Investing.com - Copper futures rallied on Tuesday, as strong gains in China's equity markets boosted sentiment.
Copper for September delivery on the Comex division of the New York Mercantile Exchange hit an intraday peak of $2.364 a pound before trading at $2.360 during morning hours in London, up 4.8 cents, or 2.05%.
The Shanghai Composite took investors on another volatile ride on Tuesday, rallying more than 4.5% in the last hour of trade to erase the session's losses and end up 3%.
Data released earlier showed that China's trade surplus widened to $60.2 billion last month from $43.0 billion in July, compared to estimates for a surplus of $48.2 billion.
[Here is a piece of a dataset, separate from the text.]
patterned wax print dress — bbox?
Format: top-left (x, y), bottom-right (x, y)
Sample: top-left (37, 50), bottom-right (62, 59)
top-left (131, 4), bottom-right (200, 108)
Chinese exports slumped 5.5% from a year earlier, better than forecasts for a decline of 6.0%, while imports plunged 13.8%, far worse than expectations for a drop of 8.2%.
A slowdown in domestic demand indicated a recovery in the broader economy remains fragile and may need further government stimulus.
China’s copper arrivals in August totaled 350,000 metric tons, little changed from a month earlier, indicating that demand for the red metal held up despite recent market turmoil.
The Asian nation is the world’s largest copper consumer, accounting for almost 40% of world consumption last year.
Copper prices have been under heavy selling pressure in recent weeks as fears of a China-led global economic slowdown spooked traders and rattled sentiment.
Prices of the red metal sank to a six-year low of $2.202 on August 24 as concerns over the health of China's economy and steep declines on Chinese stock markets dampened appetite for the red metal.
The turmoil in markets began when China unexpectedly devalued the yuan on August 11, sparking fears that the economy may be slowing at a faster than expected rate.
Elsewhere, gold futures for December delivery inched down $1.00, or 0.09%, to trade at $1,120.40 a troy ounce, while silver tacked on 3.1 cents, or 0.21%, to $14.58.
Meanwhile, sentiment on the U.S. dollar remained vulnerable after Friday's U.S. jobs report failed to provide much clarity on when the Federal Reserve will decide to raise short term interest rates.